A Constrained TSP: Find a minimum length tour which starts (and ends) at s and preserves the relative ordering of to sub set cities

Question

I am trying to solve a problem with Dynamic Problem. I am familiar with classical TSP, but here it is a constrained TSP where there are two sets of cities and the relative order of the cities has to be preserved. This is the tricky part.

Given,
A starting city s
A sequence of n cities A=〈a_1,a_2,…,a_n 〉
Another sequence of n cities B=〈b_1,b_2,…,b_n 〉
A distance function D(x,y) which takes any pair of cities and returns the shortest distance between them.
Technically, we can say that L={s,a_1,a_2,…,a_n,b_1,…,b_n} and that D is a function

Objective is to ind a minimum length tour of all 2n+1 cities starting at s (and ending at s) subject to the following constraints:
The relative order of the cities in A must be preserved.
And the relative order of cities in B must be preserved.
In other words:
For all i:1 ≤ i < n, city a_i must be visited before cities a_(i+1),a_(i+2),…,a_n
And for all i:1 ≤ i < n, city b_i must be visited before cities b_(i+1),b_(i+2),…,b_n

Example:
A=〈a_1,a_2,a_3 〉
B=〈b_1,b_2,b_3 〉
Legal tours (return to s is implied):
s a_1 a_2 b_1 a_3 b_2 b_3
s b_1 a_1 a_2 b_2 b_3 a_3

An Illegal tour:
s a_1 b_2 a_2 b_1 a_3 b_3 (b_2 visited before b_1).

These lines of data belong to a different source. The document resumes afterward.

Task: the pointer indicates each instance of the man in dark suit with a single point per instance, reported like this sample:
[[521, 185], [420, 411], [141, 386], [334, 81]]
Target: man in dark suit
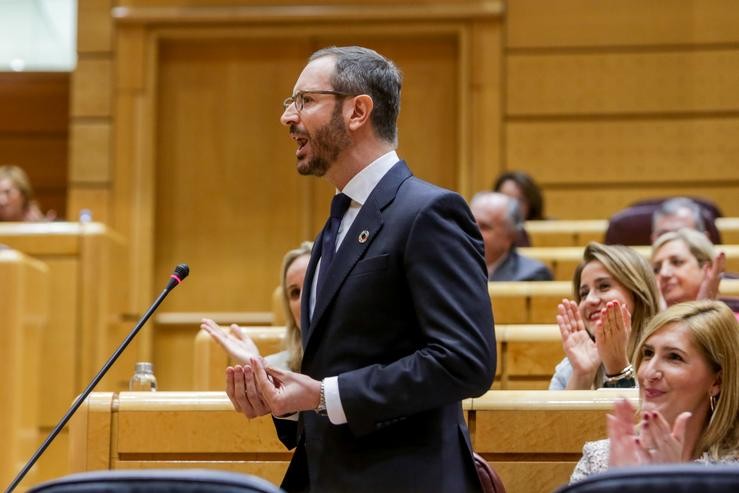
[[500, 222], [397, 322]]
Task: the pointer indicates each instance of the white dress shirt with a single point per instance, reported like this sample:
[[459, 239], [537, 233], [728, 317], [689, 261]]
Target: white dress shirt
[[358, 189]]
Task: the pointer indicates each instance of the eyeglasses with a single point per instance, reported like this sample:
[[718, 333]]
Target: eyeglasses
[[299, 98]]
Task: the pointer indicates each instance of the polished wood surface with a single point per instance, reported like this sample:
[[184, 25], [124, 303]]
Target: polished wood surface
[[87, 281], [24, 305], [527, 355], [532, 438], [178, 430], [580, 232], [562, 261]]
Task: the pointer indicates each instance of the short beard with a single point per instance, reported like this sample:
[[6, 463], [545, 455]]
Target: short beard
[[329, 141]]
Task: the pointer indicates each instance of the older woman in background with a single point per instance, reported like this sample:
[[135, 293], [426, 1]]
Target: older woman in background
[[16, 197], [523, 188], [615, 296], [240, 347], [687, 266], [688, 377]]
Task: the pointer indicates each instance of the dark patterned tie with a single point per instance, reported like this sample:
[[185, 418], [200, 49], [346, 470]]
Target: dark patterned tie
[[339, 205]]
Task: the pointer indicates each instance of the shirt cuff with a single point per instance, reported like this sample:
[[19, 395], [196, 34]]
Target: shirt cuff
[[333, 401]]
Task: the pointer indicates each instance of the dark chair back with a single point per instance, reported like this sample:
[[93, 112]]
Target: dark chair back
[[669, 478], [157, 481]]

I am having problem finding the subproblem in O(n^2) time. Can anybody please help me.

Answer 1

The cost of dynamic programming depends on how much state you need to hold to describe a sub-problem.

Here you can describe a solution with a series of pairs of numbers (i, j, k) where i is an index into the A array saying how many points of A you have visited, j is a similar index into the B array, and k is a bit saying which you are currently at. So (1,0,0) (2,0,0) (2,1,1)... means that the first two steps are to points in the A array and the next step is to a point in the B array.

The state you need to store to describe a partial solution is just (i,j,k). For each (i,j,k) you need to compute the best cost to that point, and e.g. if k=0 so you are computing the best cost to an A point you can do this by looking at the best costs for (i-1, j, 0) (i-1, j, 1) and the distances between A[i-1] and A[i] and between B[j-1] and A[i].

As usual, keep enough book-keeping that when you have computed the best cost of (all of A, all of B, 0) and (all of A, all of B, 1) and added on the distances back to the starting point you can track back from whichever of these is the smallest to recover the tour.